A 58-year-old man is evaluated during a routine visit. He has rheumatoid arthritis and hypertension. His mother had a myocardial infarction at age 53 years. His current medications are methotrexate, folic acid, losartan, and amlodipine. On exam BP 138/80, HR 72, RR 12, O2 sat 98% on RA, afebrile and BMI 27. No other pertinent physical findings. Lipid panel and HgbA1c results are:
- HgbA1C 5.6
- LDL 162 mg/dL
- HDL 38 mg/dL
- TAG 275 mg/dL
- Total cholesterol 164 mg/dL
The patient's 10-year risk for atherosclerotic cardiovascular disease is 14.2%. In addition to therapeutic lifestyle changes, which of the following is the most appropriate treatment based on the ACC/AHA and USPTF?
- A) Ezetimibe
- B) Gemfibrozil
- C) Alirocumab (Praluent)
- D) High-intensity atorvastatin
- E) Moderate-intensity atorvastatin
E) Moderate-intensity atorvastatin
Adults aged 40 to 75 years without diabetes mellitus and with an LDL cholesterol level of 70 mg/dL to 189 mg/dL should undergo risk assessment for primary prevention of atherosclerotic cardiovascular disease (ASCVD). The 10-year risk for ASCVD can be categorized as low (<5%), borderline (5% to <7.5%), intermediate (≥7.5% to <20%), or high (≥20%).
In adults at intermediate risk, the presence of risk-enhancing factors may justify initiation of moderate-intensity statin therapy.
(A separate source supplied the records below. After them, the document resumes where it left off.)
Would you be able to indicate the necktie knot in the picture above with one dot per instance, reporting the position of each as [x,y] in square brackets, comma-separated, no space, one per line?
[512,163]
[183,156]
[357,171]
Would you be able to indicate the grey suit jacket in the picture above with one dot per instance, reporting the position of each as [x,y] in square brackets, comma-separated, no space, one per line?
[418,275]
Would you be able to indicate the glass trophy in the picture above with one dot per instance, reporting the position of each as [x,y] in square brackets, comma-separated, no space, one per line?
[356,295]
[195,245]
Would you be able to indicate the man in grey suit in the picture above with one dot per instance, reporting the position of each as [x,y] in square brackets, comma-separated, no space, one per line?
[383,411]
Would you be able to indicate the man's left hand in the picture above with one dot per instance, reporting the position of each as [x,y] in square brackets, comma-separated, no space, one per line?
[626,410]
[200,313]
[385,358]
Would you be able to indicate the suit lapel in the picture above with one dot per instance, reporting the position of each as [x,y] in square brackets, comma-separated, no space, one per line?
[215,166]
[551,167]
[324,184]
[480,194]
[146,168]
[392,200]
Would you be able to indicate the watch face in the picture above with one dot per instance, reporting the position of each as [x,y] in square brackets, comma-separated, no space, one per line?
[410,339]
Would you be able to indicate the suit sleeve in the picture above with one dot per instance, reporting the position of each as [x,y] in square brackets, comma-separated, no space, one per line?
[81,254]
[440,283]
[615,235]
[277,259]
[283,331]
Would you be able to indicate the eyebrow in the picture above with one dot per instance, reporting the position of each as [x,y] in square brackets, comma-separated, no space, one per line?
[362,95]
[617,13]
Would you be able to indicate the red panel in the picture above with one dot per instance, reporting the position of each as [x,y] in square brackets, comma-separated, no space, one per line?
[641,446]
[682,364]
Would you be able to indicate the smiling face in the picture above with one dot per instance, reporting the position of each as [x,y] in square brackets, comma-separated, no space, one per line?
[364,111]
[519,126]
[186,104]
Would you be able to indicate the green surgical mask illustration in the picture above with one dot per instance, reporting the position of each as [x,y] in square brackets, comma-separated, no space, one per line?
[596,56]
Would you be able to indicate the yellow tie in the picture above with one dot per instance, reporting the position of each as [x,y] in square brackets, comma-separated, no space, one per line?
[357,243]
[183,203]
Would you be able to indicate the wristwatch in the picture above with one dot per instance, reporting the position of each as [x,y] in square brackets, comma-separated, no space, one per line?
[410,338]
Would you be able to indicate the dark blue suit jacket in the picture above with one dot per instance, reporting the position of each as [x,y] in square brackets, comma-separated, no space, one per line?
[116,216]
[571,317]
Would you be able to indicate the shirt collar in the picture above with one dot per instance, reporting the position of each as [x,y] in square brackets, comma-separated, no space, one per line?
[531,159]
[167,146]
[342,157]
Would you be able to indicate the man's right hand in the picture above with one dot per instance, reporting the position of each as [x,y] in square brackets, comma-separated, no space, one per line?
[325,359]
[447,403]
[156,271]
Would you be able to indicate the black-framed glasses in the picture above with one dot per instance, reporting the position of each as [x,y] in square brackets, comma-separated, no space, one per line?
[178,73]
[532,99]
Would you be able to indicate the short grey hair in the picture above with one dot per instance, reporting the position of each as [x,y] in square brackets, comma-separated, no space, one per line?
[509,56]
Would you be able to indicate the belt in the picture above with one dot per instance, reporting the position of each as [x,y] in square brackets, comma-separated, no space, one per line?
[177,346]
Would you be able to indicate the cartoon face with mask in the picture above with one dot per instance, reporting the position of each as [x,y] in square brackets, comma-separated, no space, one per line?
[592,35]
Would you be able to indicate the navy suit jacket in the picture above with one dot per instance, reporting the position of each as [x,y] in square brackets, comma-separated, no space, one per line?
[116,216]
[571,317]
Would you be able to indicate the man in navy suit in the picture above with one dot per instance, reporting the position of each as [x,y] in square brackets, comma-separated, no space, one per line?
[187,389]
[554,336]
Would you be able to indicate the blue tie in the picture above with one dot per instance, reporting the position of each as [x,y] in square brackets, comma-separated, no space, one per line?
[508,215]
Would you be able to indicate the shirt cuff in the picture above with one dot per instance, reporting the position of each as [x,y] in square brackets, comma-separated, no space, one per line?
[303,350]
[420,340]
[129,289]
This patient has 2 risk-enhancing factors: rheumatoid arthritis and a family history of premature CAD. The American Heart Association/American College of Cardiology (ACC/AHA) recommendations for primary prevention of ASCVD support moderate-intensity statin therapy for this patient given his ASCVD risk is >7.5%. The U.S. Preventive Services Task Force (USPTF) recommends low- to moderate-intensity statin therapy for primary prevention in adults who have at least one ASCVD risk factor (dyslipidemia, diabetes, hypertension, or smoking) and a calculated 10-year ASCVD risk >10%.
Key Learning Point
Being aware of the 2 major guideline that influence the management of hyperlipidemia for primary prevention of CVD.